He was different from the usual fare I come across, handsome in a way that seemed almost manufactured. His mane, while not maintained, was groomed well enough to tell me he did not spend nights sleeping on leaf litter under the stars. His claws and horns were sleek, black, and without a stain or chip. His body was not lacking in scars, but they didn't detract from the muscles that moved smoothly beneath his sleek summer honey-brown coat. Most alluring to me, though, were his eyes.

They were the burnt orange of leaves that cling to trees in the latest of fall, stubbornly refusing to surrender to bitter winds. I saw warmth in those eyes, but a deceptive warmth. Looking into his eyes felt like leaping head-first into a lake in mid-summer, the surface is warm enough you don't want to jump out right away, but as you dive deeper, you realize you've made a horrible mistake.

Marcus lured me in without words or promises, he had only to look at me. We met in a clearing in a forest northeast of the ruins of that factory that imploded not too long ago, I had just visited the coast and gotten my fill of ocean breezes and choppy waves. I longed to hear leaves rustling in their canopies, to smell the musty scents of the forest and watch the little creatures scuttle about busily in their lives. But instead, I found a drakiri near my own size, enormous for his breeds, I could tell.

He approached me without aggression, slipping silently among the undergrowth, his orange gaze studying me as he stopped just within the shadows that ringed the clearing where I lay sunning myself.

"What is your name, stranger?" I had asked, hoping for an introduction. He returned silence to me, and began to circle me slowly. I admit, I worried briefly that he could wish me harm, but I held no fear in my heart. I usually have a sense for these things, knowing when I'm in danger...usually.
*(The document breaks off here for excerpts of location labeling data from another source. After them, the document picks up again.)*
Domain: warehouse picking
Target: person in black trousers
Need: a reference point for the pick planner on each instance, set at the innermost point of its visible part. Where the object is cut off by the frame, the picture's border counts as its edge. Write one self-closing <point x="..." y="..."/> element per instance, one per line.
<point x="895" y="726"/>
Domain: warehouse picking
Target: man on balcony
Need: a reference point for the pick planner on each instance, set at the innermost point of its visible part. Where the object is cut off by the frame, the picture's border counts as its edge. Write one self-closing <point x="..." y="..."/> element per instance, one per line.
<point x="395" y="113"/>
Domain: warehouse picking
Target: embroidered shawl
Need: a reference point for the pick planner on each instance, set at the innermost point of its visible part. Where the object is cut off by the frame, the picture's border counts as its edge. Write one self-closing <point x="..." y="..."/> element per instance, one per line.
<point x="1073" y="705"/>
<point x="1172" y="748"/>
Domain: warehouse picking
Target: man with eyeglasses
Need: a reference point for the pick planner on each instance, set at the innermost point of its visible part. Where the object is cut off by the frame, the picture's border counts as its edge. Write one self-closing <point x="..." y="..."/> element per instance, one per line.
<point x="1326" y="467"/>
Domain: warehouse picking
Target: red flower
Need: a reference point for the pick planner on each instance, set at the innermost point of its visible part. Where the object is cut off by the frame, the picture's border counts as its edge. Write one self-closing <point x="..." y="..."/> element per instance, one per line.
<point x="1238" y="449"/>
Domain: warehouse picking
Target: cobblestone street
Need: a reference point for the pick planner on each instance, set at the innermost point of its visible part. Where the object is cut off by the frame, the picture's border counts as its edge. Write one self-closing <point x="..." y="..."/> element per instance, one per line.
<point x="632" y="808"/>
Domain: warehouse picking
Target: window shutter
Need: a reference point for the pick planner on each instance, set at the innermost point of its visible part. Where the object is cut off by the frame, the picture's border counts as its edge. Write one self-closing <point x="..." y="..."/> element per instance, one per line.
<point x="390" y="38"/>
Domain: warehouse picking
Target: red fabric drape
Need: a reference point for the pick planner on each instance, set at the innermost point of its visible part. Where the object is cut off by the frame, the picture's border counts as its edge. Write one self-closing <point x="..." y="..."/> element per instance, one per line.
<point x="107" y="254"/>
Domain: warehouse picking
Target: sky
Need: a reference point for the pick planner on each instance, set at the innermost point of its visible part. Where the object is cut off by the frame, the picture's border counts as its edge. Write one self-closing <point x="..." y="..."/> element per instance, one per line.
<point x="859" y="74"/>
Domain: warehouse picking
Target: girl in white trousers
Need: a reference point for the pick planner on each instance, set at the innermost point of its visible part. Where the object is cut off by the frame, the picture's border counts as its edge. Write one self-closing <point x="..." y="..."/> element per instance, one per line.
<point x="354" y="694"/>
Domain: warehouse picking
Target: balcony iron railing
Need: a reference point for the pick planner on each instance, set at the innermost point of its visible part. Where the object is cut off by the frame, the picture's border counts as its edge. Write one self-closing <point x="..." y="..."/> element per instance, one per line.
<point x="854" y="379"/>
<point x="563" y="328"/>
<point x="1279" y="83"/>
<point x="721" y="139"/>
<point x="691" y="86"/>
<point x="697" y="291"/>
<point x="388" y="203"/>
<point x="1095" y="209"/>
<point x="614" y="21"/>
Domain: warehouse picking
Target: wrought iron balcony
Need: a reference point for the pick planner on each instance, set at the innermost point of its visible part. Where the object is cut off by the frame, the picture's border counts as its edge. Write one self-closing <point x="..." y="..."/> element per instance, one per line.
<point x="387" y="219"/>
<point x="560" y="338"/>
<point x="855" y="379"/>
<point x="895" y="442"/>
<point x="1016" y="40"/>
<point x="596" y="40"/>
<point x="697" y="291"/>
"A drakiri of few words," I said, twitching my tail and shifting my wings as the stranger came to stand to my right side, within arm's reach. I looked over at him, unbothered and curious what this drakiri could want with me.

Something in his expression changed, a warmth entered his eyes as he swept me with his gaze again, and I realized where his mind must be. I wasn't opposed, but I also wasn't generally interested in such flings.

I led him on a chase, letting him get close enough to place a paw on my side before I stood and fluttered away a short distance, until I saw the hunger grow in him, felt it in the heat of his body and the prick of his claws on my skin as he drew ever closer.

When finally I allowed him to mount me, he was not gentle, but he was not rough either. Strangely business-like, though when he finished, he did not leave. We coupled until well into the next day, and though I admit I was unsatisfied, I did not find myself wanting to leave. He said few words, but told me his name was Marcus. He wandered like me, never sure where he would end up and without much to drive him forward, but he enjoyed his time wherever he stayed. Something about that resonated with me, but we parted without affection.

I expected that encounter to be the last time I thought of Marcus, thought certainly I would never see him again as our travels brought us all over the continent. Somehow, I was wrong.

The first thing I noticed was undeserved tiredness, I felt it like a crack in a water basin, draining my energy from the moment I woke to the moment I closed my eyes for the night. I confirmed with a healer I met on the road, and found myself astonished. I'd heard of it happening, but couldn't have thought it may happen to me. Then again, I'd never visited a healer for such a confirmation...

I was with child. Two, in fact. I had no idea what to do with that information. It is not in my nature to fear or to worry, so I took things a day at a time, eating twice what I normally would to sate my hunger, resting more frequently and watching my belly grow with the children, signaling their impending arrival.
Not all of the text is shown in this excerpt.